PVE 4.1, systemd-timesyncd and CEPH (clock skew)

wosp

Renowned Member
Apr 18, 2015
203
23
83
38
The Netherlands
On a 3 node cluster we have a issue since we use PVE 4.1-22 (did a clean install, not upgraded). The PVE cluster is also the CEPH storage cluster (same nodes). Systemd-timesyncd seems to be less stable/accurate then NTP, therefor the CEPH cluster sees "clock skews" every couple of hours (we noticed this because we run a script every minute and if health is not "HEALTH_OK", the script send us an e-mail). So I installed NTP on all nodes and run:

# timedatectl set-ntp false
# systemctl stop systemd-timesyncd
# systemctl stop systemd-timedated
# systemctl disable systemd-timesyncd
# systemctl disable systemd-timedated

This works excellent as long as systemd-timesyncd is not running and the node isn't rebooted. When the node is rebooted, despite the "systemctl disable systemd-timesyncd", systemd-timesyncd is started and we've got "clock skews" again after some hours (until we stop systemd-timesyncd manually and let NTP do his job).

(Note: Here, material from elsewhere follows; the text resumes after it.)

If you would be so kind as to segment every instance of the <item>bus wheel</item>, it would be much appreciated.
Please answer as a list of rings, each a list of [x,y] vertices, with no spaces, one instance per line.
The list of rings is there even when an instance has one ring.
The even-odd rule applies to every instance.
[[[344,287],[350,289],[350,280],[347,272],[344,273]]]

"systemctl status systemd-timesyncd" after reboot:

● systemd-timesyncd.service - Network Time Synchronization
Loaded: loaded (/lib/systemd/system/systemd-timesyncd.service; disabled)
Active: active (running) since Fri 2016-04-22 11:37:13 CEST; 1min 55s ago
Docs: man:systemd-timesyncd.service(8)
Main PID: 767 (systemd-timesyn)
Status: "Using Time Server 146.185.139.19:123 (2.debian.pool.ntp.org)."
CGroup: /system.slice/systemd-timesyncd.service
└─767 /lib/systemd/systemd-timesyncd

"systemctl status systemd-timesyncd" after I stopped systemd-timesyncd manually:

● systemd-timesyncd.service - Network Time Synchronization
Loaded: loaded (/lib/systemd/system/systemd-timesyncd.service; disabled)
Active: inactive (dead) since Fri 2016-04-22 11:40:35 CEST; 6s ago
Docs: man:systemd-timesyncd.service(8)
Process: 767 ExecStart=/lib/systemd/systemd-timesyncd (code=exited, status=0/SUCCESS)
Main PID: 767 (code=exited, status=0/SUCCESS)
Status: "Idle."

Any ideas? Is systemd-timesyncd depended/started by a PVE daemon?
 
Last edited:
Yes, systemd-timesyncd is "Want"ed by pve-cluster.service, since pve-cluster.service is also "After" systemd-timesyncd.service this means that if possible, systemd-timesyncd will be started before the cluster file system is started. You can override this locally if you are using another ntp daemon to synchronize the time, by copying /lib/systemd/system/pve-cluster.service to /etc/lib/systemd/system/pve-cluster.service and removing the "Wants=systemd-timesyncd.service" line. You need to do "systemctl daemon-reload" afterwards to reload the units.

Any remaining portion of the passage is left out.